Шли между домами, как по расщелине; здания были словно обтянуты черной марлей: стекала сверху ровным темным полотнищем, облегала стены приземистых строений матовая, будто пропитанная тушью, черная без блеска темнота. Переползала улицу, снова взбиралась по бугристым стенам. Уходила в небо. Павлинов и Евка шли под руку, резиново глухо звучали шаги. Чувствовал, как поднимал ногу, переносил тяжесть тела.

Отрывал другую, нес, ставил перед собой, тело перетекало туда. Так он двигался, будто крался за собственной тенью. Мир вокруг был пустой, голый, в младенческой стыни уходившего лета.

– Что может быть у тебя с этими скотами? – сипел он. – Нежить, у которой – ничего святого. “Еще неизвестно, что хуже, – проносилось в мозгу, – быть таким, как ты сам, или такими, как они”. Евка уговаривала не волноваться: плевать на сволочей, которые чужды обоим! Кивал, думал, что вообще все это уже ни к чему. “Может, для таких случаев как раз и нужен Бог, который внутри?” – вспомнил

Толстого. И вдруг прочкнулась эта безумная идея, о существовании которой он еще секунду назад не имел ни малейшего представления:

“Почему бы ему не соединить Анну с Левиным? Вот была бы идеальная пара!” Тут же вспомнил сцену их свидания в Москве: сразу понравились друг другу. Анна сердцем уловила, что он понимает ее, как никто.

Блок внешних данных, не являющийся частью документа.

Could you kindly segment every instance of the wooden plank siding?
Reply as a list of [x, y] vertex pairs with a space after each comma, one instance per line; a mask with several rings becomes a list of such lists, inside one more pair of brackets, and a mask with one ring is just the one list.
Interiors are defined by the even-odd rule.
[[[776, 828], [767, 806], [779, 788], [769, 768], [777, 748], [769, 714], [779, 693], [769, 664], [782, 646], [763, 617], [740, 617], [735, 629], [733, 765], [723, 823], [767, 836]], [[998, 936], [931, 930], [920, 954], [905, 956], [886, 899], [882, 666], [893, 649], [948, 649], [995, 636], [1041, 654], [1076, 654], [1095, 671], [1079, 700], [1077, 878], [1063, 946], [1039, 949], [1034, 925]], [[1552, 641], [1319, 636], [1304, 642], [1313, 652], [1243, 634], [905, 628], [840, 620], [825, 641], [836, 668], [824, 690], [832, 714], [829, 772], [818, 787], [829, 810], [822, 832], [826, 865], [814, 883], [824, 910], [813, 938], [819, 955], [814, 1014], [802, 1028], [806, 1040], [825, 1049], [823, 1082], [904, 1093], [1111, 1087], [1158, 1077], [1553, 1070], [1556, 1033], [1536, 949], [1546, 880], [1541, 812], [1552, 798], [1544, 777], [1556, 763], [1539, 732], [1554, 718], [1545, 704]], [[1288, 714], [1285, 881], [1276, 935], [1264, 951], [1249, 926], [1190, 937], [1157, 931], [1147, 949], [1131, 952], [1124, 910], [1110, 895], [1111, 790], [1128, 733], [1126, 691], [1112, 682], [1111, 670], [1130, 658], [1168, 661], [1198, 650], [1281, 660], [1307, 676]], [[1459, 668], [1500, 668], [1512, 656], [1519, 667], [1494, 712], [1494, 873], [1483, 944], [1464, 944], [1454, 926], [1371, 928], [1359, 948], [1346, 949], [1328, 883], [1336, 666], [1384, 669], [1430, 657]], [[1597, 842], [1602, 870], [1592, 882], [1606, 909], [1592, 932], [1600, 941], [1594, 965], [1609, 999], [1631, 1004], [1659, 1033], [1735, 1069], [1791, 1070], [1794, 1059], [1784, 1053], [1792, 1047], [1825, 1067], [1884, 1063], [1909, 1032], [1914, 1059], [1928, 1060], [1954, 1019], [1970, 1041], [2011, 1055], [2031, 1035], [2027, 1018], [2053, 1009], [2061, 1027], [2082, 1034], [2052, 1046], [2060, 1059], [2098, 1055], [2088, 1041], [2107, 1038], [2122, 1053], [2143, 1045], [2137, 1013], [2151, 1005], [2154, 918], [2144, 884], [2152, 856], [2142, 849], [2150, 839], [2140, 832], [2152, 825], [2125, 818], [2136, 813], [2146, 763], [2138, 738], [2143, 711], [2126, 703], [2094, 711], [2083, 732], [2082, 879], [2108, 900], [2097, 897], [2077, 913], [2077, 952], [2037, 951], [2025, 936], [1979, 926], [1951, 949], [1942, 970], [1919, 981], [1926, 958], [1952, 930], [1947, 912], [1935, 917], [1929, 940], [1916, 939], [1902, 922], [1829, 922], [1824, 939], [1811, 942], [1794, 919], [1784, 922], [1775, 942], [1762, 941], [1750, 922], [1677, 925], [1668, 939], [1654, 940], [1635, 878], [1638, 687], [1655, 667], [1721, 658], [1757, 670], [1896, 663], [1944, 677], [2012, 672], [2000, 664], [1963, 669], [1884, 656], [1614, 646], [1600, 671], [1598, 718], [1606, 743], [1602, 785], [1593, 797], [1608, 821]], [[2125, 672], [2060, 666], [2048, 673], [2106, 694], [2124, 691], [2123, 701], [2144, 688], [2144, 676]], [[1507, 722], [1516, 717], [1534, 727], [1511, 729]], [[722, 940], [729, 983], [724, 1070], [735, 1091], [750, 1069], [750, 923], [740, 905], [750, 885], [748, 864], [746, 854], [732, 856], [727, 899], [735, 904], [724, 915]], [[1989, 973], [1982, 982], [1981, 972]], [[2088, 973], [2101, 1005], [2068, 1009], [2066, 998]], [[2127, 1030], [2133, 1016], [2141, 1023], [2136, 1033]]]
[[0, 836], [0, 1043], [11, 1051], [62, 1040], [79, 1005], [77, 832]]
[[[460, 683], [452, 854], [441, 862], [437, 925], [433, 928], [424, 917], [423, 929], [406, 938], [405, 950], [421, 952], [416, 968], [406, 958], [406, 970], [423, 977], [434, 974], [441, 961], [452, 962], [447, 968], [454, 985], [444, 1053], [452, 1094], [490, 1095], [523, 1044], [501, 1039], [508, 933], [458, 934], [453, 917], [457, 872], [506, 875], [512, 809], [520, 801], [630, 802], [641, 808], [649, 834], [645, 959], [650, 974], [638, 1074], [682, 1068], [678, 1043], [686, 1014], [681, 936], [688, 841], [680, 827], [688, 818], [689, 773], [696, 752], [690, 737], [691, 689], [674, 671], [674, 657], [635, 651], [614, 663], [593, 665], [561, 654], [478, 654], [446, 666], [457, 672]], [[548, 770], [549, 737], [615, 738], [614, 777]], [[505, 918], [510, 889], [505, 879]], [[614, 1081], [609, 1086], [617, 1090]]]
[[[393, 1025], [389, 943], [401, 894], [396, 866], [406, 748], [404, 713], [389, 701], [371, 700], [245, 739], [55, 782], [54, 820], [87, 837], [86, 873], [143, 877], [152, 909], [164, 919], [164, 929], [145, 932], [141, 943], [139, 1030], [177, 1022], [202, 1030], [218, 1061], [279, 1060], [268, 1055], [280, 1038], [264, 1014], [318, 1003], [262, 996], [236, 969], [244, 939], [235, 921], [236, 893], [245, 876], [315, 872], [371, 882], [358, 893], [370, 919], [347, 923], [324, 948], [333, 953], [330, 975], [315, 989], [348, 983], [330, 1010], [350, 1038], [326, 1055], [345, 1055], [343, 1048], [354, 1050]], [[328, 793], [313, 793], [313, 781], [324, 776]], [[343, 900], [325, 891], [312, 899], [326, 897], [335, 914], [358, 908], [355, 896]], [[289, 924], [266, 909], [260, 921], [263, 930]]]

Левин был, конечно, очарован ею как женщиной (как будто могло быть иначе!). Кити уловила это сразу: была настроена на Левина. “Ты влюбился в эту гадкую женщину, она обворожила тебя!” Левин, действительно, сначала поддался чувству жалости, но потом обаяние

Анны в соединении с выпитым вином, общей обстановкой Москвы, этого

Вавилона, где народы пили вино и безумствовали, произвело то недоброе, что заставило Левина чувствовать вину перед женой. Но

Анна? Она, конечно, пыталась покорить Левина (как, впрочем, и других мужчин, с которыми тогда общалась), но тут же забыла о нем, как только он вышел из комнаты. Здесь она была цельна, как кремень: из мужчин ей был нужен только Вронский. Только с ним могла она и хотела быть рядом! Он же вопреки всем другим был чужд ее ухищрениям. “Как хорошо показано, – думал Павлинов, – что в жизни систему составляют только кинжал и ножны. Два кинжала не могут быть системой”. Поэтому

Левин, как и сам Толстой, соединим только с Кити. Анна с ним практически несовместима, как, впрочем, и с Вронским: там вообще нет взаимопонимания! “Как не может быть его у меня с Евкой, – подумал вдруг Павлинов. – С Валерией мы уже тоже не система”. Прислушался,

Евка говорила что-то насчет квартиры: осталась от прошлой жизни.

“Может, зайдем?” – спросила тихим, заусенчатым голосом. И опять – хищный взгляд нижегородской собственницы. Почувствовал ее губы.

Сначала не понял, что произошло, потом осознал: женщина целовала, будто пила из ручья. Мелкими глотками, жадно, трепетно.

Сидели, не зажигая огня. Мерцали стекла кухонного шкафа, млечно светлел пластиковый стол. Евка полусогнулась в углу, на табуретке.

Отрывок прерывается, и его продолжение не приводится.